Air New Zealand has simplified its fleet
Air New Zealand has long been a Boeing widebody operator. The 777X will ensure some commonality with Air NZ’s existing 777/787 fleet, which will likely be in service for much of the next decade. Airbus, however, has been eager for Air NZ to operate the A350 family.
The A350 family is closer in size to Air NZ’s existing 777/787 fleet while Boeing‘s 777X family is slightly larger and would result in a slight upgauge for Air NZ – although this could allow the airline to grow capacity incrementally (and not substantially) without changes in frequency.
Air NZ has been simplifying its fleet and reducing costs from it. The added costs of additional types could be acceptable – depending on how good the acquisition costs are.
Air New Zealand to fly further than Houston and Buenos Aires
Air NZ has outlined its near term growth priorities: launching three weekly Auckland–Tokyo Haneda flights while maintaining existing daily Tokyo Narita service, and expanding Buenos Aires (increasing frequency from 3x weekly in winter and 4x weekly in summer) and Houston (targeting daily service).

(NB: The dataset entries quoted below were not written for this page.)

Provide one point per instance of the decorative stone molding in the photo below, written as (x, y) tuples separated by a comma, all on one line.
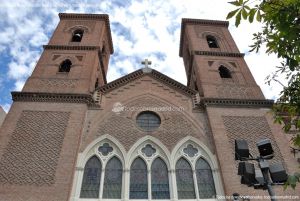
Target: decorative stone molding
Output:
[(220, 54), (54, 97), (236, 102)]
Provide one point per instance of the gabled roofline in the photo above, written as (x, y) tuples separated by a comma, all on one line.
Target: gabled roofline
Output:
[(101, 17), (186, 21), (139, 73)]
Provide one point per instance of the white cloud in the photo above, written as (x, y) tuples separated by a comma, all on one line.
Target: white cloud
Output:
[(154, 27)]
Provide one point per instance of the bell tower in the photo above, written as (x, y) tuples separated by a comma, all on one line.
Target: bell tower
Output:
[(76, 57), (214, 66)]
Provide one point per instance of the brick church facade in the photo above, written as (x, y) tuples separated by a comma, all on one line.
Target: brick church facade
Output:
[(70, 135)]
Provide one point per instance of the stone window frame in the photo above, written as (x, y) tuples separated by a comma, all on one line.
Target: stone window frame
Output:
[(127, 157)]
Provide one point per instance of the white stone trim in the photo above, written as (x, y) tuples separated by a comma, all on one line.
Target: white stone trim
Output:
[(135, 151)]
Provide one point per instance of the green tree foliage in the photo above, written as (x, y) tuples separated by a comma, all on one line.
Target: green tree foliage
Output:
[(281, 36)]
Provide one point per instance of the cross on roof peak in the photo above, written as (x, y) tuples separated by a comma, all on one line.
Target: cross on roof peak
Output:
[(147, 63)]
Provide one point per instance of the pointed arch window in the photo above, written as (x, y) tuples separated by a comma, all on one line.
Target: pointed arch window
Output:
[(77, 35), (224, 72), (159, 180), (65, 66), (113, 179), (184, 179), (138, 180), (91, 178), (205, 181), (212, 42)]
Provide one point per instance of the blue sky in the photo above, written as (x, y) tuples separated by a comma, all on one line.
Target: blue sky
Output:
[(140, 29)]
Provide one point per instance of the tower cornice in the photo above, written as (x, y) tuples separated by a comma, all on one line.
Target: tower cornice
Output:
[(68, 47), (186, 21), (81, 16), (53, 97), (220, 54)]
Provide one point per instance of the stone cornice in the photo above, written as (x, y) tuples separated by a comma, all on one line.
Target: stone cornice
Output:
[(53, 97), (186, 21), (220, 54), (80, 16), (265, 103), (68, 47), (152, 73)]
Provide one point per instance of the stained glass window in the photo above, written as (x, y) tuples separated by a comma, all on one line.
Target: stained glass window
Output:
[(206, 186), (138, 180), (224, 72), (148, 121), (212, 42), (113, 179), (148, 150), (159, 180), (190, 150), (65, 66), (91, 178), (184, 179), (105, 149)]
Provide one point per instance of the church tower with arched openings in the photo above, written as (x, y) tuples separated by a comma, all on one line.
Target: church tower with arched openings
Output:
[(72, 136)]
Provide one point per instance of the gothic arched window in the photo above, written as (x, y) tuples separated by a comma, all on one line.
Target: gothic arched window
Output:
[(148, 121), (184, 179), (212, 41), (205, 181), (224, 72), (113, 179), (65, 66), (138, 180), (77, 35), (91, 178), (159, 180)]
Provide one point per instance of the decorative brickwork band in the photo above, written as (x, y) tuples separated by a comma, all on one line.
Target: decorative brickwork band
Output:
[(219, 54), (236, 102), (32, 154), (54, 97), (70, 47), (103, 17), (155, 74)]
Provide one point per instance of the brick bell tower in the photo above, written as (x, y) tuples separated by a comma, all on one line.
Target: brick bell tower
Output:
[(214, 66), (234, 104), (76, 58), (40, 136)]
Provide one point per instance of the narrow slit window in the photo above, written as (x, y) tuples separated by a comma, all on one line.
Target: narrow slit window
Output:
[(113, 179), (224, 72), (205, 180), (160, 180), (184, 179), (91, 179), (138, 180), (212, 42), (77, 36), (65, 66)]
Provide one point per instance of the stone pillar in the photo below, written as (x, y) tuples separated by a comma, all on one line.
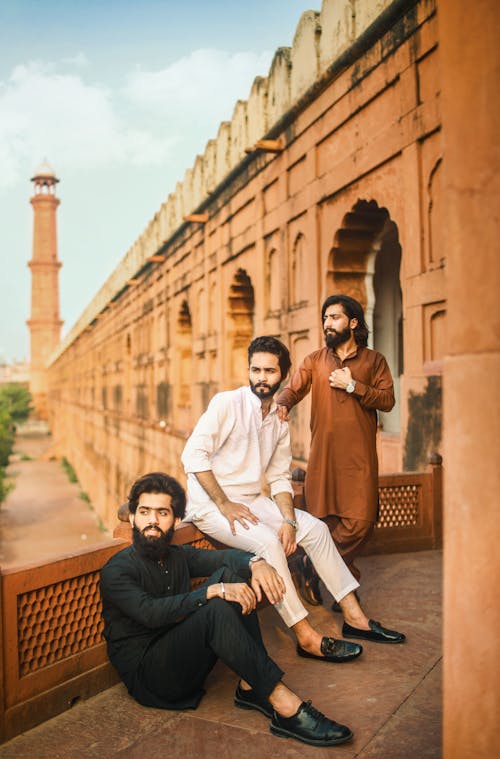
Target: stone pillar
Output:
[(44, 323), (470, 73)]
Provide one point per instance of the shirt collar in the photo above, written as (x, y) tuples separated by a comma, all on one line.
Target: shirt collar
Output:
[(257, 404)]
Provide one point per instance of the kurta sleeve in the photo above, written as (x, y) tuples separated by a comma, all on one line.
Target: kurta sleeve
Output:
[(121, 586), (379, 394), (203, 562), (278, 470), (211, 431), (298, 387)]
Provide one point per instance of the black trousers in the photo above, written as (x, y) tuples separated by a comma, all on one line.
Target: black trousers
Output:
[(178, 662)]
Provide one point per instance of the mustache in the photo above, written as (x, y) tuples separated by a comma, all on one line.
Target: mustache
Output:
[(152, 527)]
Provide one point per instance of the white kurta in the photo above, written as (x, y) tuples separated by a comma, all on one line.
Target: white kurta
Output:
[(233, 441)]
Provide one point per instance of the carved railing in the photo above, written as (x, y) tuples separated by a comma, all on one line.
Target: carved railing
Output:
[(410, 509), (53, 651)]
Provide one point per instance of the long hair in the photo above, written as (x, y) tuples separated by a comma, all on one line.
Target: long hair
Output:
[(353, 310), (272, 345), (158, 482)]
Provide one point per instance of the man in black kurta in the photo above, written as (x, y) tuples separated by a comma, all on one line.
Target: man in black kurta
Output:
[(164, 638)]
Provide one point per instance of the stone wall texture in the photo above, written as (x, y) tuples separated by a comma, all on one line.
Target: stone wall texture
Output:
[(352, 202)]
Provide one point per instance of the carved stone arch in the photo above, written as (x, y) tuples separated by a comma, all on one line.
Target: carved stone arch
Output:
[(364, 263), (273, 282), (183, 367), (241, 303), (299, 272)]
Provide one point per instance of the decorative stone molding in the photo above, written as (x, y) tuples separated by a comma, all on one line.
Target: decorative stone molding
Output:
[(320, 37)]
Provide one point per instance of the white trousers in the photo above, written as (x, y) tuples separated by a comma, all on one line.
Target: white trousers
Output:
[(262, 539)]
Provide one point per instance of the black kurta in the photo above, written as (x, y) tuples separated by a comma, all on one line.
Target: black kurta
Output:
[(142, 600)]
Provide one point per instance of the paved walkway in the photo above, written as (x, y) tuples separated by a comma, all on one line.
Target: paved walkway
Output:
[(44, 515), (390, 697)]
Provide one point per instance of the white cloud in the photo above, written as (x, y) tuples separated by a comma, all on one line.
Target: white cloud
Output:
[(198, 85), (52, 109), (44, 112)]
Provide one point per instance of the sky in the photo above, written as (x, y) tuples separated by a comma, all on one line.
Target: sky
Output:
[(119, 97)]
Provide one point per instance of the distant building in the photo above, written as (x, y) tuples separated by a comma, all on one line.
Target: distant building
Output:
[(18, 372), (44, 323)]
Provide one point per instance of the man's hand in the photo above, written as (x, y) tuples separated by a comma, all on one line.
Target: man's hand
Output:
[(238, 592), (237, 512), (265, 578), (282, 413), (288, 538), (340, 378)]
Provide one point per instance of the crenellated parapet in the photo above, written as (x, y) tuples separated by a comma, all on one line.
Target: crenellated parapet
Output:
[(320, 38)]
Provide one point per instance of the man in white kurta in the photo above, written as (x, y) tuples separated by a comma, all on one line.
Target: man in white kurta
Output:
[(238, 442)]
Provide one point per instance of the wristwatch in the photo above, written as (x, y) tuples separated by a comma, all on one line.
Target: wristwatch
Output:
[(254, 560)]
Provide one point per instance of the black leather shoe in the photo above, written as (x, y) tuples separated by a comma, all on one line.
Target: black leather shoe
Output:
[(336, 606), (310, 726), (333, 650), (308, 581), (376, 633), (249, 699)]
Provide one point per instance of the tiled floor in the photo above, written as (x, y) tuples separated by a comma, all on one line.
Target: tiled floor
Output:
[(390, 696)]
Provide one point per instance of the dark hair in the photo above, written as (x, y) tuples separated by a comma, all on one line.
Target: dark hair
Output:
[(267, 344), (354, 310), (157, 482)]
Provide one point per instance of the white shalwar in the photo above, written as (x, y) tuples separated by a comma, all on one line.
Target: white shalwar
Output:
[(233, 441)]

Air New Zealand’s focus is the Pacific Rim. Air NZ has flagged that with new and longer-range aircraft it wants to fly further in North and South America.
Houston and Buenos Aires are relatively new services in Air New Zealand’s long history. The two are also Air NZ’s longest routes. North America is Air New Zealand’s largest market by ASKs. Air NZ has a larger presence in North America than in all of Asia. Meanwhile, South America is its smallest international market.
Air NZ was eager to have a service to Latin America. The preferred market was São Paulo but the route was too long to be viable. São Paulo is 12,045km from Auckland, compared to Buenos Aires at 10,334km from Auckland.
During its planning for Latin America Air NZ was limited by partnerships, since Star’s member TAM was leaving for oneworld. Santiago is also closer to Auckland than points in Brazil, but oneworld’s LAN (now LATAM) dominates Chile.
Air NZ was instead able to partner with Aerolineas Argentinas. Although Aerolineas is in SkyTeam, there is no other Star partner and Aerolineas had exited the Oceania market, so it was convenient for the Argentine flag carrier. Star is making some developments in Brazil with Avianca Brasil being a full Star member, but Star also hopes to attract a second Brazilian airline – likely Azul, with which United has an FFP partnership – as either a member or connecting partner.
Buenos Aires was a leap for Air NZ – a new continent, working with an uncertain partner – but one that the airline is pleased with. New generation aircraft may give the range to reach a further flung point in Latin America but Air NZ will need to find another partner, and could end up making another bold move on Latin America.
Air NZ shortlisted Houston, along with Las Vegas and Chicago, for North American growth. This was a public declaration. Internally, Chicago was too far, while Las Vegas was not much further beyond Air NZ’s existing points of Los Angeles and San Francisco. Las Vegas is largely a leisure market and can be accessed via codeshare from California. Houston, a major hub for Air NZ’s partner United, opened up a new catchment area to Air NZ and gave it stronger connections to the southern and eastern parts of the US. This used a similar logic to Qantas‘ decision to serve Dallas.